Gum Disease in Perth
Gum Disease Explained
What is gum disease?
Gum disease is also known as periodontitis or gingivitis. It is inflammation affecting the supporting structures of the teeth: the gums.
What causes gum disease?
The primary cause of gum disease is the plaque bacteria that lives in our mouths. We all run the risk of developing gum disease, however those who have a combination of risk factors (e.g. smoking, stress or poor oral hygiene) are at increased risk of developing it.
Gum disease develops as the plaque bacteria under the gums begins to grow and stick to the root surfaces of the teeth forming a hard-mineralised layer known as calculus or tartar. This then has the ability to produce its own toxins, which attack the supporting structures of the tooth causing bone destruction, and soft tissue and/or gum destruction. This is typically known as recession or receding gums.
Dr Mahnaz Syed
Gum disease explained
Once this process starts, the gums, which are attached very firmly to the teeth, detach from the teeth and form gum pockets. Over time, the gums can shrink back from the teeth causing recession.
Once the process has started patients need to seek advice from a dentist or periodontist for treatment. Early detection and treatment is key for the best treatment and resolution for gum problems.
What is the difference between periodontitis and gingivitis?
Gingivitis is a superficial disease, which can be completely reversed and treated, leaving patients healthy and back to their normal gum health following treatment.
Periodontitis is a deeper disease that affects the bone around the tooth, weakening the tooth’s support. Although it can be treated the bone loss cannot always be rebuilt.
What are the signs and symptoms of gum diseases?
Bleeding while brushing, flossing or eating hard food.
Blood stains on your pillow after sleeping.
Gums that are receding or shrinking away from the teeth.
Red, swollen or tender gums or other aches and pains in your mouth.
Itching sensation from the gums.
Changes in teeth position.
Pus between your gums and teeth.
Bad breath or a bad taste in your mouth.
A change in the way your teeth fit together when you bite.
A change in the fit of partial dentures.
Who does gum disease affect?
Most people suffer from some degree of gingivitis in their lives, but in certain cases this can progress to destructive periodontitis. Certain risk factors increase the chances of developing periodontitis. These include:
Poor oral hygiene.
Heavily restored dentition (e.g. having lots of fillings and crowns).
Genetic factors (gum disease tends to run in families).
Prevention of Gum Disease in Perth
Preventing gum disease involves thorough brushing and flossing or use of small bottle or proxy brushes between the teeth.

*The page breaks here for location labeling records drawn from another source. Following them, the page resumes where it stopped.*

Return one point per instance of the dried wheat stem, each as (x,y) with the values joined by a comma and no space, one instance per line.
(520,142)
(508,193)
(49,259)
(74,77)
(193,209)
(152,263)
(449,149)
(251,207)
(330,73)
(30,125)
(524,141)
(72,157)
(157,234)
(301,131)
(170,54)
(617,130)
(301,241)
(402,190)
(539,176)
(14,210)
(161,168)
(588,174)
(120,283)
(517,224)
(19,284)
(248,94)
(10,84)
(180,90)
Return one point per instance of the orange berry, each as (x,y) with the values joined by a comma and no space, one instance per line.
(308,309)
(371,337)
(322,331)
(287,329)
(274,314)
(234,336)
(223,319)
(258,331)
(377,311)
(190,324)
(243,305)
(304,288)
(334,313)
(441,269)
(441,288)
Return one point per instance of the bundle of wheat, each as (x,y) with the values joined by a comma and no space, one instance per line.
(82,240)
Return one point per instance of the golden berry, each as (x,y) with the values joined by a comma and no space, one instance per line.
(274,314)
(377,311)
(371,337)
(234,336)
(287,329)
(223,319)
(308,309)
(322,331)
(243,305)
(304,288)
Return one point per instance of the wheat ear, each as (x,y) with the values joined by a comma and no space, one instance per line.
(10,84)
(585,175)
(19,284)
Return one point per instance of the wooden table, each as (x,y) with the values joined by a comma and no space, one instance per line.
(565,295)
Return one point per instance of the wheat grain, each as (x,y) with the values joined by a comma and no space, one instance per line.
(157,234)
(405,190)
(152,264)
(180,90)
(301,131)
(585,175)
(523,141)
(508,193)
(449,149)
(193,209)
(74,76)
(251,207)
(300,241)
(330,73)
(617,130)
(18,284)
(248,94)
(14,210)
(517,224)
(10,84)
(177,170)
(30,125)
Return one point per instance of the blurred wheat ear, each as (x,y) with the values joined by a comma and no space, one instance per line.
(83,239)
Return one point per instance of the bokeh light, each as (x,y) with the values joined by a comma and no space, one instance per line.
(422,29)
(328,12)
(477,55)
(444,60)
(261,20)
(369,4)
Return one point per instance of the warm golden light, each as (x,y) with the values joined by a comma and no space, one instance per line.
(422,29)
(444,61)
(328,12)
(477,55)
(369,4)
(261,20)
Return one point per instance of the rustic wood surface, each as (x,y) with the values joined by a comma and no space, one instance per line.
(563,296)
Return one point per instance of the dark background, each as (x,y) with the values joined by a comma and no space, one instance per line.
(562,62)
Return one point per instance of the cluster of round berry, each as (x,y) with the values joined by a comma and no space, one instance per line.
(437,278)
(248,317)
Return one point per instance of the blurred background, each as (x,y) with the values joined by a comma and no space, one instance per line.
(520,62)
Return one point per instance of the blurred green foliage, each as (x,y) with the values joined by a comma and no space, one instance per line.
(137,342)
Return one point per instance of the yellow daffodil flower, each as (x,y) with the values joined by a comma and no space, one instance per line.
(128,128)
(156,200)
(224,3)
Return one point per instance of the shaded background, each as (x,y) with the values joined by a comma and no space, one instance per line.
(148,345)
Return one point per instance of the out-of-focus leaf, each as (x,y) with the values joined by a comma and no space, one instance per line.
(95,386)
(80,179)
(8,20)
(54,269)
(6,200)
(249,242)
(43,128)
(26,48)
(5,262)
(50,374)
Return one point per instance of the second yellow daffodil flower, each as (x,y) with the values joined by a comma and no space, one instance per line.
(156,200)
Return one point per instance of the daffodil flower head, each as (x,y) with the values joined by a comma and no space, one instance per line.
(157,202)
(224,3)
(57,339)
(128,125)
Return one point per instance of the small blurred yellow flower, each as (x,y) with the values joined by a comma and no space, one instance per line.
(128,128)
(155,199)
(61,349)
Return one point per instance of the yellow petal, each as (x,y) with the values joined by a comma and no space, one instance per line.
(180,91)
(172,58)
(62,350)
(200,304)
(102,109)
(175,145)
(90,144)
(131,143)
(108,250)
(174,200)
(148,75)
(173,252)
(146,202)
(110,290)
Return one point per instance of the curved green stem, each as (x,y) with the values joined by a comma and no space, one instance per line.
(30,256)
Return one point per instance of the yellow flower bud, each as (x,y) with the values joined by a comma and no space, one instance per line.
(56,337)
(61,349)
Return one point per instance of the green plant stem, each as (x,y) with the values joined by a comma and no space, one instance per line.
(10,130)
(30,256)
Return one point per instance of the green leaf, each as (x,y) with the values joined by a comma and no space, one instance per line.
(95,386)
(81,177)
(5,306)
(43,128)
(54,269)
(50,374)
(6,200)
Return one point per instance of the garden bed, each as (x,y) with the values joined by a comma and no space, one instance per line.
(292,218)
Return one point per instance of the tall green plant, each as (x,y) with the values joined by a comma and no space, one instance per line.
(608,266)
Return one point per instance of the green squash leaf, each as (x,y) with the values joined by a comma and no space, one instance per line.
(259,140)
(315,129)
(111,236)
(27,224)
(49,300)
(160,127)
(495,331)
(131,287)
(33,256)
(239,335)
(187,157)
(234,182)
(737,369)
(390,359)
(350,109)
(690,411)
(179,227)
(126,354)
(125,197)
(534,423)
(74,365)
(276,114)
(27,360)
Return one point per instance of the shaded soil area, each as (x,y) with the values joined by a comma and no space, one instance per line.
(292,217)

When toothbrush bristles are splayed, their efficiency is greatly reduced so the toothbrush needs to be replaced.
Electric toothbrushes are recommended as they provide a constant pressure and a two-minute timer, which is how long tooth brushing should take.
Treatment of Gum Disease in Perth
How is it treated?
A technique called periodontal probing is used to measure the extent and severity of your gum disease. This involves a small measuring instrument used to measure the spaces between the gums and the teeth (gum pockets) as well as measuring the amount by which the gums have receded (shrunk away from the teeth).
The periodontist will inspect the colour and firmness of your gums and test your teeth for looseness. They will also check the way your teeth fit together when you bite. X-rays may be taken to evaluate the bone supporting your teeth. Note: if you have already had x-rays taken previously by your dentist, bring them with you.
The periodontist will make a note of any risk factors, which may explain the level of gum disease that you have.
Baseline gum disease will be measured and an assessment of your response to treatment will be made.
Treatment of Periodontitis
Gum treatment or periodontal therapy can be divided into two stages:
Elimination of the bacteria and encouraging healing of the gums non-surgically. This involves the use of specialist periodontal therapy equipment that physically removes the plaque bacteria calculus and infected soft tissue from the root surfaces inside the gum pockets. In deep pockets, the periodontist will use a local anaesthetic to make the procedure pain-free.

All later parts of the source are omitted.